3.7. Principal Component Analysis (PCA) of Physical Properties of Coated Fresh Barhi Dates

To assess the combined effects of treatments on the physical properties of Barhi date, PCA was conducted, and the results are shown in Figure 3. The results indicated a high contribution of the PC1 (65.14%) to the total variability of the plotted components (80.05%) followed by PC2 (14.91%). In the biplot, the cosine of the angle between the vectors of the traits indicated the correlations between them, in which acute, obtuse or straight, or straight angles indicate positive, negative, and no correlations, respectively [38]. Highly positive correlations were seen among color attributes (L, b, and a), moisture and water activity, and texture attributes (hardness, cohesiveness, and springiness), whereas these attributes were negatively correlated with TSS and redness (a). Three clusters of the treatments were seen based on their effect on the physical properties of Barhi dates. The first group (upper right of the graph, black circle symbol) is characterized by a high level of TSS, and this group is composed of the samples untreated (negative control), CH-coated (positive control), and 1 and 2% OCE-coated Barhi dates stored at 4 °C for longer time (21 and 28 days). The high TSS of these samples during prolonged storage indicates rapid decomposition of intact matters of the dates by enzymatic or microbial action and thereby releasing more soluble materials. The second group (right of the graph, red square symbol) is characterized by higher levels of redness (a) than other groups. This group was composed of negative and positive control samples stored at 4 °C for 7 and 14 days, CH-coated with 1% OCE stored at 4 °C for 7 and 14 days, and CH-coated with OPE (1 and 2%) stored at 4 °C for 7, 14, 21, and 28 days. The third group (left of the graph, blue tringle symbol) is characterized by higher levels of color attributes (L, b, and a), moisture, water activity, and texture attributes (hardness, cohesiveness, and springiness) than the other groups.
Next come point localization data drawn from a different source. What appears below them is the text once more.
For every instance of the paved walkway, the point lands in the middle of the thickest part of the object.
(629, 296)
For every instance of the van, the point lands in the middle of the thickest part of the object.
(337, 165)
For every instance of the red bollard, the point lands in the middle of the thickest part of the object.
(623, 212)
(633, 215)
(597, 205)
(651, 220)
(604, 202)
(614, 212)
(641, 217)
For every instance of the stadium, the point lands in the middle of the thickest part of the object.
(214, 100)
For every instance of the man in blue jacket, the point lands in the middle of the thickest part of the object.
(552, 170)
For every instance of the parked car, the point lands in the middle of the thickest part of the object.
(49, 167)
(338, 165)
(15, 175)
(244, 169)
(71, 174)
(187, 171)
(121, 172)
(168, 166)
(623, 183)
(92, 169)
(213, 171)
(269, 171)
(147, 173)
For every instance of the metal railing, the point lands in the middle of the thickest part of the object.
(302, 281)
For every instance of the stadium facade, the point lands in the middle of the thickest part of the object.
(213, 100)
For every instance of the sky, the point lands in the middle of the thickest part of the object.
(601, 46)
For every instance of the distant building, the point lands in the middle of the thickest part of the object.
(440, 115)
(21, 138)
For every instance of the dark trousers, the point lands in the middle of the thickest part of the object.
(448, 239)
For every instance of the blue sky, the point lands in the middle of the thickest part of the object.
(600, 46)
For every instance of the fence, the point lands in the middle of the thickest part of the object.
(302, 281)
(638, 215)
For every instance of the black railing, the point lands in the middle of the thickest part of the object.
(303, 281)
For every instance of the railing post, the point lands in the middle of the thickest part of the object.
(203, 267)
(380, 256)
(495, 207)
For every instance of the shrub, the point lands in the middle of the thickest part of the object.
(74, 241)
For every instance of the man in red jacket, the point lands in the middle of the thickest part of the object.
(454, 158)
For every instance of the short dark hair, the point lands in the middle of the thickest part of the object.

This group was composed of the fresh samples (0 day) of positive and negative controls, and those treated with different concentrations of OCE and OPE indicating that storage at different temperatures and durations adversely affected these attributes. However, the effect of the storage time and temperature were less in the samples treated with OCE and OPE compared to positive and negative controls, suggesting the protective effects of OCE and OPE.

4. Conclusions

The current study found that all coating materials increased the shelf life of Barhi date fruits when compared to the control sample. However, when chitosan was combined with OCE and OPE, a pronounced effect was observed. Furthermore, all coating materials increased TSS, were more effective in preventing moisture and firmness loss during storage, did not affect the sensory characteristics of Barhi date fruits, and were extremely effective in preventing fungal growth. SEM image showed that the surface of coated and the uncoated date differed with OCE producing the best smooth coating. Based on these findings, it is possible to conclude that all coating materials tested may be useful in extending the shelf life and maintaining the quality of Barhi date fruits. The PCA analysis showed that the effect of the storage time and temperature were less in the samples treated with OCE and OPE compared to positive and negative controls suggesting the protective effects of OCE and OPE. Further studies demonstrating the effects of storing these fruits at room temperature may also provide valuable information for the preservation of Barhi dates.